Snakes and Smoke
Professor Mitchell stood at the front of the classroom as the Second Years filed in. Around her neck sat a yellow and black snake that she was stroking absent mindedly and behind her sat a stack of papers that the students assumed to be their graded midterms.
Welcome back, welcome back, I hope you are all still with me after your midterm because today’s transformation is a fun one, assuming you’re not too afraid of snakes. As I unfortunately don’t have a snake for all of you, you will be taking turns practicing today on Sulphur here, very nicely lent to us by Professor Hackett’s son. Our goal for the day will be to transform her into smoke.
A snake, as many of you know, is a reptile that can be found everywhere around the world with the exception of Antarctica.
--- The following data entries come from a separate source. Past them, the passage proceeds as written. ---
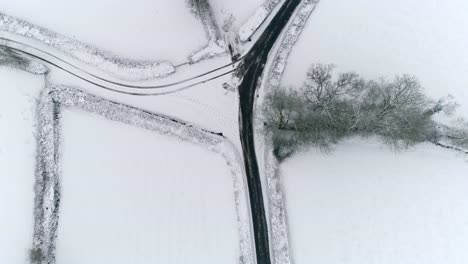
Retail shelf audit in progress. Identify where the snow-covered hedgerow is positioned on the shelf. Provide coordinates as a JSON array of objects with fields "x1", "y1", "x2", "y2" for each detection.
[
  {"x1": 187, "y1": 0, "x2": 226, "y2": 63},
  {"x1": 0, "y1": 46, "x2": 49, "y2": 75},
  {"x1": 239, "y1": 0, "x2": 281, "y2": 42},
  {"x1": 31, "y1": 86, "x2": 254, "y2": 264},
  {"x1": 0, "y1": 13, "x2": 175, "y2": 81}
]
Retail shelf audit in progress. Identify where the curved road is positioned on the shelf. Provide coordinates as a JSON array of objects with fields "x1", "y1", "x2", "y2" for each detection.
[
  {"x1": 239, "y1": 0, "x2": 301, "y2": 264},
  {"x1": 0, "y1": 0, "x2": 301, "y2": 264}
]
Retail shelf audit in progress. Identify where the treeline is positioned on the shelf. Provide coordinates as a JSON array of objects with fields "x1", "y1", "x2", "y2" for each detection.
[{"x1": 263, "y1": 64, "x2": 460, "y2": 160}]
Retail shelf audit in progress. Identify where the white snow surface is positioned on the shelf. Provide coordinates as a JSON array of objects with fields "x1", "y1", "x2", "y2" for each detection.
[
  {"x1": 282, "y1": 0, "x2": 468, "y2": 116},
  {"x1": 281, "y1": 138, "x2": 468, "y2": 264},
  {"x1": 57, "y1": 109, "x2": 239, "y2": 264},
  {"x1": 0, "y1": 67, "x2": 41, "y2": 264},
  {"x1": 210, "y1": 0, "x2": 263, "y2": 29},
  {"x1": 0, "y1": 0, "x2": 207, "y2": 64}
]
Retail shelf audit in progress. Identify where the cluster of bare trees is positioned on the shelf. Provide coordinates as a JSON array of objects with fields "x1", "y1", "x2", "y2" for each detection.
[{"x1": 263, "y1": 64, "x2": 460, "y2": 159}]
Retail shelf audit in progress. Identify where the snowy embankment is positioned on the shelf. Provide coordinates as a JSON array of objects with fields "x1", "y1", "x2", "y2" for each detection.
[
  {"x1": 56, "y1": 110, "x2": 239, "y2": 264},
  {"x1": 238, "y1": 0, "x2": 281, "y2": 42},
  {"x1": 281, "y1": 138, "x2": 468, "y2": 264},
  {"x1": 0, "y1": 13, "x2": 175, "y2": 81},
  {"x1": 35, "y1": 86, "x2": 253, "y2": 263},
  {"x1": 0, "y1": 67, "x2": 42, "y2": 264},
  {"x1": 255, "y1": 0, "x2": 318, "y2": 264},
  {"x1": 0, "y1": 0, "x2": 207, "y2": 65}
]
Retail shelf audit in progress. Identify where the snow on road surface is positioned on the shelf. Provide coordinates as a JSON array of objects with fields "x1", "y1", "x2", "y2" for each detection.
[
  {"x1": 281, "y1": 139, "x2": 468, "y2": 264},
  {"x1": 283, "y1": 0, "x2": 468, "y2": 115},
  {"x1": 0, "y1": 67, "x2": 42, "y2": 264},
  {"x1": 56, "y1": 110, "x2": 239, "y2": 264},
  {"x1": 0, "y1": 0, "x2": 207, "y2": 64}
]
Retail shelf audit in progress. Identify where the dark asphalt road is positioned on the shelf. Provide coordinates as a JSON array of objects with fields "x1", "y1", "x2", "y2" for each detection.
[{"x1": 239, "y1": 0, "x2": 301, "y2": 264}]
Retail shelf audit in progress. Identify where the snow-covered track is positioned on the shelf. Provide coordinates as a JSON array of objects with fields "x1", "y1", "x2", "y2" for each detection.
[{"x1": 0, "y1": 32, "x2": 243, "y2": 96}]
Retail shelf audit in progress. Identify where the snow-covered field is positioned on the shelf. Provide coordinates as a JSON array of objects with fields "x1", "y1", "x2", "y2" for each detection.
[
  {"x1": 57, "y1": 110, "x2": 239, "y2": 264},
  {"x1": 283, "y1": 0, "x2": 468, "y2": 115},
  {"x1": 210, "y1": 0, "x2": 264, "y2": 28},
  {"x1": 0, "y1": 67, "x2": 42, "y2": 263},
  {"x1": 281, "y1": 139, "x2": 468, "y2": 264},
  {"x1": 0, "y1": 0, "x2": 208, "y2": 64}
]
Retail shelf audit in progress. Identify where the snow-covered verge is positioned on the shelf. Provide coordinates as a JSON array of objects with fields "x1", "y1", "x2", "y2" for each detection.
[
  {"x1": 0, "y1": 46, "x2": 49, "y2": 74},
  {"x1": 210, "y1": 0, "x2": 263, "y2": 31},
  {"x1": 186, "y1": 0, "x2": 226, "y2": 63},
  {"x1": 34, "y1": 86, "x2": 253, "y2": 263},
  {"x1": 255, "y1": 0, "x2": 318, "y2": 264},
  {"x1": 0, "y1": 13, "x2": 175, "y2": 81},
  {"x1": 238, "y1": 0, "x2": 281, "y2": 42},
  {"x1": 281, "y1": 138, "x2": 468, "y2": 264},
  {"x1": 266, "y1": 0, "x2": 319, "y2": 89},
  {"x1": 56, "y1": 109, "x2": 239, "y2": 264},
  {"x1": 0, "y1": 67, "x2": 42, "y2": 264}
]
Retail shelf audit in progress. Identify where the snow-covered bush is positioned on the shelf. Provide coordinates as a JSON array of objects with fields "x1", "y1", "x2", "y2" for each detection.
[{"x1": 263, "y1": 64, "x2": 460, "y2": 160}]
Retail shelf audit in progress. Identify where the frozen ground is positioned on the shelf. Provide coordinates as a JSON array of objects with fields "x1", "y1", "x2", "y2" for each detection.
[
  {"x1": 210, "y1": 0, "x2": 264, "y2": 29},
  {"x1": 283, "y1": 0, "x2": 468, "y2": 115},
  {"x1": 0, "y1": 67, "x2": 42, "y2": 263},
  {"x1": 281, "y1": 139, "x2": 468, "y2": 264},
  {"x1": 0, "y1": 0, "x2": 208, "y2": 65},
  {"x1": 57, "y1": 110, "x2": 239, "y2": 264}
]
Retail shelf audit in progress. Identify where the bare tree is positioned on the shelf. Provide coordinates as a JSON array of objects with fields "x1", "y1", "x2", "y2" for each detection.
[{"x1": 264, "y1": 64, "x2": 460, "y2": 159}]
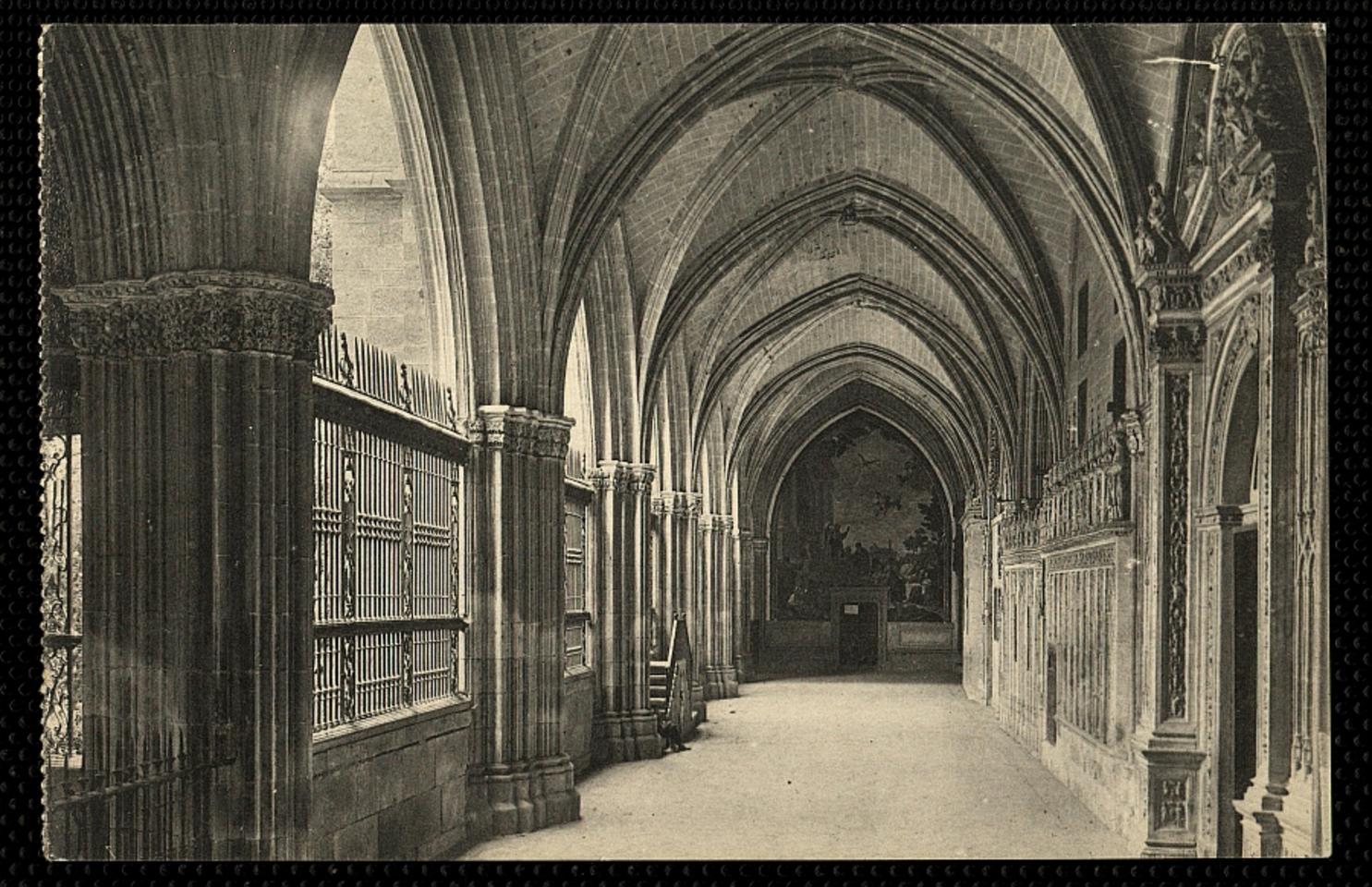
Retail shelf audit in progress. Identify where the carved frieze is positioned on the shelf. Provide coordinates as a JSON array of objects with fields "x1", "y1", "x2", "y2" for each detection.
[
  {"x1": 1140, "y1": 276, "x2": 1202, "y2": 316},
  {"x1": 54, "y1": 271, "x2": 334, "y2": 361},
  {"x1": 1044, "y1": 545, "x2": 1114, "y2": 573}
]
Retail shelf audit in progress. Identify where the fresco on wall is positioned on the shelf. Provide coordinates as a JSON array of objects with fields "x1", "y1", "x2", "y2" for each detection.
[{"x1": 771, "y1": 412, "x2": 953, "y2": 622}]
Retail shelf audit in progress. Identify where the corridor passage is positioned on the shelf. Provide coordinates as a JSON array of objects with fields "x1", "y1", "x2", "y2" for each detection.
[{"x1": 464, "y1": 673, "x2": 1129, "y2": 859}]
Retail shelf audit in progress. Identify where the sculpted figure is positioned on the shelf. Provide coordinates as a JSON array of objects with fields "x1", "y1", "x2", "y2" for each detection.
[
  {"x1": 1148, "y1": 181, "x2": 1185, "y2": 262},
  {"x1": 1134, "y1": 215, "x2": 1158, "y2": 265}
]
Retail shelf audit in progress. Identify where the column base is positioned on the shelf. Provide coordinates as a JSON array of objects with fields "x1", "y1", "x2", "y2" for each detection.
[
  {"x1": 467, "y1": 755, "x2": 582, "y2": 842},
  {"x1": 705, "y1": 664, "x2": 738, "y2": 699},
  {"x1": 684, "y1": 681, "x2": 710, "y2": 739},
  {"x1": 1233, "y1": 787, "x2": 1312, "y2": 859},
  {"x1": 591, "y1": 709, "x2": 662, "y2": 763}
]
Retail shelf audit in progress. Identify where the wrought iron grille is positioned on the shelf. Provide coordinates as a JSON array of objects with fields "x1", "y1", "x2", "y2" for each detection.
[
  {"x1": 563, "y1": 498, "x2": 590, "y2": 669},
  {"x1": 314, "y1": 330, "x2": 467, "y2": 735},
  {"x1": 42, "y1": 434, "x2": 82, "y2": 771}
]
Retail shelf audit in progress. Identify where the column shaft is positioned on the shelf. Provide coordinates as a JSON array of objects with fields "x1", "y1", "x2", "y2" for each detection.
[
  {"x1": 44, "y1": 272, "x2": 332, "y2": 859},
  {"x1": 467, "y1": 407, "x2": 580, "y2": 839}
]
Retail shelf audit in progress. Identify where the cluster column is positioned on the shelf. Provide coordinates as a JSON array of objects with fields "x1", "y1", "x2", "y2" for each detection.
[
  {"x1": 1140, "y1": 265, "x2": 1206, "y2": 857},
  {"x1": 467, "y1": 405, "x2": 580, "y2": 839},
  {"x1": 1279, "y1": 241, "x2": 1333, "y2": 856},
  {"x1": 962, "y1": 494, "x2": 990, "y2": 703},
  {"x1": 699, "y1": 515, "x2": 738, "y2": 699},
  {"x1": 42, "y1": 271, "x2": 332, "y2": 859},
  {"x1": 651, "y1": 491, "x2": 705, "y2": 730},
  {"x1": 591, "y1": 461, "x2": 662, "y2": 760}
]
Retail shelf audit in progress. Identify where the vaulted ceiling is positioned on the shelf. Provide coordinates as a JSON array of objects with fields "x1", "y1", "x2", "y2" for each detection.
[
  {"x1": 517, "y1": 25, "x2": 1188, "y2": 507},
  {"x1": 480, "y1": 25, "x2": 1194, "y2": 507}
]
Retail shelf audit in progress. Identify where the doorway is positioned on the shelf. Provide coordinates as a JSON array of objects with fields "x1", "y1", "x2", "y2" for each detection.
[{"x1": 838, "y1": 600, "x2": 880, "y2": 672}]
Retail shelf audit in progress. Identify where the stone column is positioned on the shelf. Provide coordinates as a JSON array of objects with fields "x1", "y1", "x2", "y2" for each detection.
[
  {"x1": 1278, "y1": 255, "x2": 1333, "y2": 856},
  {"x1": 734, "y1": 528, "x2": 753, "y2": 684},
  {"x1": 682, "y1": 492, "x2": 708, "y2": 720},
  {"x1": 467, "y1": 405, "x2": 580, "y2": 839},
  {"x1": 1140, "y1": 266, "x2": 1205, "y2": 857},
  {"x1": 42, "y1": 271, "x2": 332, "y2": 859},
  {"x1": 701, "y1": 515, "x2": 738, "y2": 699},
  {"x1": 591, "y1": 461, "x2": 662, "y2": 762},
  {"x1": 962, "y1": 495, "x2": 990, "y2": 704},
  {"x1": 1196, "y1": 505, "x2": 1243, "y2": 856},
  {"x1": 749, "y1": 536, "x2": 771, "y2": 673}
]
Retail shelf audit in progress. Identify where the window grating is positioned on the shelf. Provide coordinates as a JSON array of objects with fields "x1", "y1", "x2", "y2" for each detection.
[{"x1": 314, "y1": 334, "x2": 467, "y2": 735}]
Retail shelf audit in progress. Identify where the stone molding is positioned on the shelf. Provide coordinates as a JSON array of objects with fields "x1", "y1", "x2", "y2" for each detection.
[{"x1": 42, "y1": 271, "x2": 334, "y2": 361}]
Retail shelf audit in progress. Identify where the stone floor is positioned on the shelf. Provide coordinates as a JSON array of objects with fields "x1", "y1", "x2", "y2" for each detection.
[{"x1": 464, "y1": 674, "x2": 1131, "y2": 859}]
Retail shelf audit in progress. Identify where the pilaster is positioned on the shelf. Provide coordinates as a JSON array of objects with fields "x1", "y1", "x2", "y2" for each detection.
[
  {"x1": 1287, "y1": 261, "x2": 1333, "y2": 856},
  {"x1": 962, "y1": 494, "x2": 992, "y2": 704},
  {"x1": 734, "y1": 528, "x2": 753, "y2": 684},
  {"x1": 701, "y1": 515, "x2": 738, "y2": 699},
  {"x1": 1139, "y1": 265, "x2": 1206, "y2": 857}
]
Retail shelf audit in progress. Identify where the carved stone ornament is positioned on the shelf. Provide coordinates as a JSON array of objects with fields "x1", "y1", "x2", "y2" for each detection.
[
  {"x1": 1293, "y1": 281, "x2": 1330, "y2": 356},
  {"x1": 467, "y1": 407, "x2": 574, "y2": 460},
  {"x1": 1205, "y1": 221, "x2": 1273, "y2": 300},
  {"x1": 1208, "y1": 28, "x2": 1284, "y2": 214},
  {"x1": 1146, "y1": 277, "x2": 1202, "y2": 314},
  {"x1": 628, "y1": 463, "x2": 657, "y2": 495},
  {"x1": 1148, "y1": 324, "x2": 1205, "y2": 364},
  {"x1": 53, "y1": 271, "x2": 334, "y2": 361},
  {"x1": 1162, "y1": 372, "x2": 1191, "y2": 718},
  {"x1": 1305, "y1": 167, "x2": 1326, "y2": 268}
]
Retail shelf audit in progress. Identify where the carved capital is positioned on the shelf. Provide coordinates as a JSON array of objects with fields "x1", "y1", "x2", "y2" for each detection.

They come in various colors and sizes, ranging from four inches to over 30 feet in length, as there are around 2,700 known species. They are carnivorous and have two different ways of catching their prey, depending on the species. Some snakes, though not the majority, have a poisonous bite. Others wrap themselves around their prey and constrict it to catch it. Due to their highly mobile jaws, snakes have the ability to swallow prey much larger than their heads. They have forked tongues that are also used to help them smell, which is their main method of tracking prey and why you often see snakes constantly moving their tongues. In terms of defenses, snakes have a layer of hard scales that protect their bodies and also help them in moving. They also have to self regulate their body temperatures as they are ectotherms, meaning their body temperature is dependent on external sources.
In the magical world, snakes are often associated with the Dark Arts. Many historical notorious figures were known to be fond of or own snakes, including Salazar Slytherin and Voldemort, both of whom were Parselmouths with the ability to converse with our slithering little friends. In general, Parselmouths have an easier time of performing the transformation we are covering today than others, due to the deeper connection that they have with snakes.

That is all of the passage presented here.